As for the additional (a bit off-topic) GUI rant, that was just a quick rant. Point in case was that improving usability, along with improving library management, would definitely make KiCad a very serious contender IMO. As it is, not quite so.
If you were following the developer listserv, you would know that they really do recognize the library management issue as a serious problem, and there is a lot of work going on to improve it. And they want to do that without breaking existing designs. GUI usability is improving, too, and the rewrite of the schematic capture will go a long way towards making people happy (things like consistent hotkeys across the programs, etc etc).
Actually, I find LTSpice editor much more productive than KiCad's one. Admittedly it's rather primitive but does the job for editing circuits for simulation and is reasonably intuitive. I wouldn't use it for general-purpose schematics design, because it lacks features and its look is rough, but it's not that bad usability-wise.
I think it sucks, but since it's only used for simulating small circuits, I deal with it. I'm not going to go on the LTSpice forum and demand that it be changed -- the inertia is too great and users will complain.
I just find it sad that a lot of sofware (and obivously not just KiCad for that matter) tends to be plagued with feature creep, yet often fails to address long-standing issues.
When saying "yet often fails to address long-standing issues," it's helpful to detail those issues. Maybe the issues
have been addressed (maybe in a nightly build)?

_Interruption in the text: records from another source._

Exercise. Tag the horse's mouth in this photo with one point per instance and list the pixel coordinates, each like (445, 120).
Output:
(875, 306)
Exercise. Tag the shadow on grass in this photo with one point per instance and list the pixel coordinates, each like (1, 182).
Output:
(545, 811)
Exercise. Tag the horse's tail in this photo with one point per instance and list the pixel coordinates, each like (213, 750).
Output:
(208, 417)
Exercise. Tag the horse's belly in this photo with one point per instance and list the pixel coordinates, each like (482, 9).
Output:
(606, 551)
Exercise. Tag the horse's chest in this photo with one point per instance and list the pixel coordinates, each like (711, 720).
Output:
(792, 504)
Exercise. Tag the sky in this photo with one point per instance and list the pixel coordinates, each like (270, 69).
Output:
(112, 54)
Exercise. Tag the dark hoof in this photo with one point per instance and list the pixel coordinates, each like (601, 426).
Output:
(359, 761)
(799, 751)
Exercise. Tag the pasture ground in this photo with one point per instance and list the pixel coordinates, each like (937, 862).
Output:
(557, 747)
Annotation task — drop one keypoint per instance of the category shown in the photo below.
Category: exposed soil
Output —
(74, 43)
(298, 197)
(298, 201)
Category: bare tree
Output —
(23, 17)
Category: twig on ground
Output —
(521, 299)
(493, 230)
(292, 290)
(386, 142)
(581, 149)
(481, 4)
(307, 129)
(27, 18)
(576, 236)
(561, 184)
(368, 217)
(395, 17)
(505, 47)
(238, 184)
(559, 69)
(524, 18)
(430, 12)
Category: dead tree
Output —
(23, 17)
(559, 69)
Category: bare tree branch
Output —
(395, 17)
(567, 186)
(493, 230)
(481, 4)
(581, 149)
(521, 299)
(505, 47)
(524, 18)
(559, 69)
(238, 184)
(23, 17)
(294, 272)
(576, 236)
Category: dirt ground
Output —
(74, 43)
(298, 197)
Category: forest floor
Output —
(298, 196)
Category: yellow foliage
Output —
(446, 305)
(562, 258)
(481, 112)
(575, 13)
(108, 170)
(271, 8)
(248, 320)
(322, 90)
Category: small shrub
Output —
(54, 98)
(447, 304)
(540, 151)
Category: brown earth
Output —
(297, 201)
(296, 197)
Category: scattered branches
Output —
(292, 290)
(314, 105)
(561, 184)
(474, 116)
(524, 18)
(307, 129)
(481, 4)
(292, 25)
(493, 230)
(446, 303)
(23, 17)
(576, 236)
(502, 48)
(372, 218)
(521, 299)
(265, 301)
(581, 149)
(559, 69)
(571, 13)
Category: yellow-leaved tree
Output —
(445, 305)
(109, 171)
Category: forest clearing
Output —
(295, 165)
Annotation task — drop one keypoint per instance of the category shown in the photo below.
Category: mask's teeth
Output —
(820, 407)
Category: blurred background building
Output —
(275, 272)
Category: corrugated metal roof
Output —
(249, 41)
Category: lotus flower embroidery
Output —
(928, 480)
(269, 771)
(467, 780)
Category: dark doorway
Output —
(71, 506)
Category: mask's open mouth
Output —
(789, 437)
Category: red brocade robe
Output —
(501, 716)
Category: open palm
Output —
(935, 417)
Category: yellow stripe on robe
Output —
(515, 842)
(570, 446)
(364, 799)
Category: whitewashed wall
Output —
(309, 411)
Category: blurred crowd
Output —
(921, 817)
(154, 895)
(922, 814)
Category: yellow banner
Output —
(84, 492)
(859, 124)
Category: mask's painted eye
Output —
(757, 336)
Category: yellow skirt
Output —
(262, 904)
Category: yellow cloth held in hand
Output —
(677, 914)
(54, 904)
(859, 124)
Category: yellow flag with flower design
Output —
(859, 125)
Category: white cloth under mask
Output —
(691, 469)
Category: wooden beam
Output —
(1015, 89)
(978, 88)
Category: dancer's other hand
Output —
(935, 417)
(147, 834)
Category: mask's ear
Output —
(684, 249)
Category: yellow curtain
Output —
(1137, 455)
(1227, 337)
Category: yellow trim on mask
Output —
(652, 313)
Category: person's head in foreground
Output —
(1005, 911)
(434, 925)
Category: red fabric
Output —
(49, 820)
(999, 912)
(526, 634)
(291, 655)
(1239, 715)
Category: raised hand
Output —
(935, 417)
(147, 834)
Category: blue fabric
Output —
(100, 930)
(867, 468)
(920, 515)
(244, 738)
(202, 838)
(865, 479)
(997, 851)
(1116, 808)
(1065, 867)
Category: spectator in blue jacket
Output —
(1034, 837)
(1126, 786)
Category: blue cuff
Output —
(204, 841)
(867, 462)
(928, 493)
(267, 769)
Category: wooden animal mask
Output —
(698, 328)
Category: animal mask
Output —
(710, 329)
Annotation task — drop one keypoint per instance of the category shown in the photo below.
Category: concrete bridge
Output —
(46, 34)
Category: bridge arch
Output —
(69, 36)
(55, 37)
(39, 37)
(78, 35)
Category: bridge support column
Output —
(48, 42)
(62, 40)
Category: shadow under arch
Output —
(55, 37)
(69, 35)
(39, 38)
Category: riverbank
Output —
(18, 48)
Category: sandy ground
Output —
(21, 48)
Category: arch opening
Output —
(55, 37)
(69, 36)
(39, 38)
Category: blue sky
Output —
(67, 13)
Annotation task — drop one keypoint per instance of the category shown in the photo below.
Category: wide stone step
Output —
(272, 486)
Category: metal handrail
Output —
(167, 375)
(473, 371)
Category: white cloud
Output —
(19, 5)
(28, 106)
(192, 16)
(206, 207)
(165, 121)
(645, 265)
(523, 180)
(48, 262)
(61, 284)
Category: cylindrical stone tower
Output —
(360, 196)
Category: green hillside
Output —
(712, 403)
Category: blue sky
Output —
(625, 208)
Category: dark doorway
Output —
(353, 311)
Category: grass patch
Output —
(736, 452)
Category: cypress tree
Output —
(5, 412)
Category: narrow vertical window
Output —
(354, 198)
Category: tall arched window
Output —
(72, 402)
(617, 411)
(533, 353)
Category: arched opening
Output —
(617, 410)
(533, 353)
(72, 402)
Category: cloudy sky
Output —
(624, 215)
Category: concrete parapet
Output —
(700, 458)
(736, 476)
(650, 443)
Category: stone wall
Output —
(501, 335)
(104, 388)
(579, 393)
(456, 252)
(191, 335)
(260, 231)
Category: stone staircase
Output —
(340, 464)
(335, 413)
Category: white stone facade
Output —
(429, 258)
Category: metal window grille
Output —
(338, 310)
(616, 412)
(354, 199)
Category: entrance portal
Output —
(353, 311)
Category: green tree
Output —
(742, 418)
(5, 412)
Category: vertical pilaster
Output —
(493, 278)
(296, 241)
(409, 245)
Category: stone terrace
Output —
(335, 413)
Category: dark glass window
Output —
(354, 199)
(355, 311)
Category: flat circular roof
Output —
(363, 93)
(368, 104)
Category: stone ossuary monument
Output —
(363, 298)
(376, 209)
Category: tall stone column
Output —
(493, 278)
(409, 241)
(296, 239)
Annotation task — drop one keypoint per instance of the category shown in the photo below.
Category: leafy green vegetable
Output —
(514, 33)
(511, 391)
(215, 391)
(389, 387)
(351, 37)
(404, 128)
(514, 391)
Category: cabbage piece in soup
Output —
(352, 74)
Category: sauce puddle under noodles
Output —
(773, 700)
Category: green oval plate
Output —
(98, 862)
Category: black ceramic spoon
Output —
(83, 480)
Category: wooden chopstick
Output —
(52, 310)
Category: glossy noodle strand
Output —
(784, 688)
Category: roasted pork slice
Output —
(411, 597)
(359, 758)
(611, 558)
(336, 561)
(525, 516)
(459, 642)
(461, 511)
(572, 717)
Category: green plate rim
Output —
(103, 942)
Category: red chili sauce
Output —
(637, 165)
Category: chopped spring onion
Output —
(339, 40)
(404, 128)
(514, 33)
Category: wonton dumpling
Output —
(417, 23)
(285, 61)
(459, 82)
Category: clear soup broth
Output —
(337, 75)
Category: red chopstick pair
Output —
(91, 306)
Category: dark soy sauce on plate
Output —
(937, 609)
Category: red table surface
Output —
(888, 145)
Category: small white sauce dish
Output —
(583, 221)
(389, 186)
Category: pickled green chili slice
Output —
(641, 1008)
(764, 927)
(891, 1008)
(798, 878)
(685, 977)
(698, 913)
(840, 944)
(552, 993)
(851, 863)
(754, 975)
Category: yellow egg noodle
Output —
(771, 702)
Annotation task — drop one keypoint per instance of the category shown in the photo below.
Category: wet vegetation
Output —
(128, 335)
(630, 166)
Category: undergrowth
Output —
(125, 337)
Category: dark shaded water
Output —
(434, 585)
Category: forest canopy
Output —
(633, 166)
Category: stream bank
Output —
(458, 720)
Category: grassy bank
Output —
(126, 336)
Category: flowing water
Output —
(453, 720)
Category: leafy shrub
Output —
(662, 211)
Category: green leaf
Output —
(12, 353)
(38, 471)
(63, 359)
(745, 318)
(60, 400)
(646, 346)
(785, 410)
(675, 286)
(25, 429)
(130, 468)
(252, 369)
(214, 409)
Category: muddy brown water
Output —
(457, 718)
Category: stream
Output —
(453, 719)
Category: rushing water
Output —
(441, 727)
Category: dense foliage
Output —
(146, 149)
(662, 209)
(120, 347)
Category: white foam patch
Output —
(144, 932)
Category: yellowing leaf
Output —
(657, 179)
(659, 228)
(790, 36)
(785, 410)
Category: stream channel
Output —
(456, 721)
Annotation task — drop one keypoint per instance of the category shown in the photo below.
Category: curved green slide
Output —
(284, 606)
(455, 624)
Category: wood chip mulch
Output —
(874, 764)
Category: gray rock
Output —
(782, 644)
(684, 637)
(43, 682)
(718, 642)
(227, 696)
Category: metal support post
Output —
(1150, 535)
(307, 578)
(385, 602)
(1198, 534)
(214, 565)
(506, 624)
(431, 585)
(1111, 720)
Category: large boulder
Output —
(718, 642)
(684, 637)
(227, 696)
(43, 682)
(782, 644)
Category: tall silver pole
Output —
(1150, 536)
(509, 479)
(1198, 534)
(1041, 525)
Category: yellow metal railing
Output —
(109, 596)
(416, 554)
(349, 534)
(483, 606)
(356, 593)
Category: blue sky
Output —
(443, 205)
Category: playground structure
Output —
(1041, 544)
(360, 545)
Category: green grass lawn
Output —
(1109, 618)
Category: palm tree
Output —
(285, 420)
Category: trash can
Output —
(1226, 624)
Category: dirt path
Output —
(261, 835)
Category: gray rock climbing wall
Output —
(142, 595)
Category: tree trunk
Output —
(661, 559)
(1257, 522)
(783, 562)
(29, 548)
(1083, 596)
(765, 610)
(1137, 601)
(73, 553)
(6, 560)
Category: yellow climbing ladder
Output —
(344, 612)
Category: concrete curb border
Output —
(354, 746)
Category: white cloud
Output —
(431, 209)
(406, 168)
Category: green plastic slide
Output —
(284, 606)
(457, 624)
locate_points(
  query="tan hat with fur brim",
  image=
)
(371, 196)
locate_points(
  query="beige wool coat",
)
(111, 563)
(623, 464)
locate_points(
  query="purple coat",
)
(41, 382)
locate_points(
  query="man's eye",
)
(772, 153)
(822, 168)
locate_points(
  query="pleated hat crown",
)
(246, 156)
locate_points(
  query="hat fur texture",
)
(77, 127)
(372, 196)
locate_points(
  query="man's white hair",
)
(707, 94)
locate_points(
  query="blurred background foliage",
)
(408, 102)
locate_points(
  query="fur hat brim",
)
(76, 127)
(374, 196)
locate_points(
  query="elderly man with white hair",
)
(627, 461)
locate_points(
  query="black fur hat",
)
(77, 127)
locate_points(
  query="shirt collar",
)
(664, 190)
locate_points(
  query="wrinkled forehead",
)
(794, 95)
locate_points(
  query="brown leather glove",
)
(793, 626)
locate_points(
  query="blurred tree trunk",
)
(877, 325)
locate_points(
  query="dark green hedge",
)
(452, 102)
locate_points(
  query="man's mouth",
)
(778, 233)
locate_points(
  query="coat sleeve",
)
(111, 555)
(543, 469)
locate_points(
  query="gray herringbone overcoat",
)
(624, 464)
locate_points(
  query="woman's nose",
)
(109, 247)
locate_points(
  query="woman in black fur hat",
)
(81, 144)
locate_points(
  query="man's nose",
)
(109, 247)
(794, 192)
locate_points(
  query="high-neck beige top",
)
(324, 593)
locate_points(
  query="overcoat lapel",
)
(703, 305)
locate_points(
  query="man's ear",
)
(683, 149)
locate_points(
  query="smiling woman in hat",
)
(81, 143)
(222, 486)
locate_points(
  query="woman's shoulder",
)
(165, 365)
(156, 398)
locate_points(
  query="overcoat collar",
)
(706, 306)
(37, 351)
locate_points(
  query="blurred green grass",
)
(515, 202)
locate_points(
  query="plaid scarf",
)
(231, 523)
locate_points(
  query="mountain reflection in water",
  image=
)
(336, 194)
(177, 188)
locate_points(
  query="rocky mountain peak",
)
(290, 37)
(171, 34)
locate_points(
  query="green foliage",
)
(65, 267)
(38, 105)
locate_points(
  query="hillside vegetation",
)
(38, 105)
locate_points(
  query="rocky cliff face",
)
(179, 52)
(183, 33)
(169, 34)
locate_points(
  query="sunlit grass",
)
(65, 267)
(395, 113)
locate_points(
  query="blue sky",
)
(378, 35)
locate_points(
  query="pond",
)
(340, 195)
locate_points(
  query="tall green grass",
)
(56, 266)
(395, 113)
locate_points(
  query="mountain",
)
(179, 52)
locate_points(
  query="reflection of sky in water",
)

For the record: I defend Kicad because it actually works. I've designed a dozen boards with it, and I've never had an issue with getting the boards fabbed, and they all work. Any mistakes on the boards were mistakes I made, not because there was a problem with Kicad. Are there quirks and issues with it that I wish didn't exist or that it worked better? Sure. Is Altium better? Probably. Is Altium $13,000 better for the kinds of boards I design? Not at all.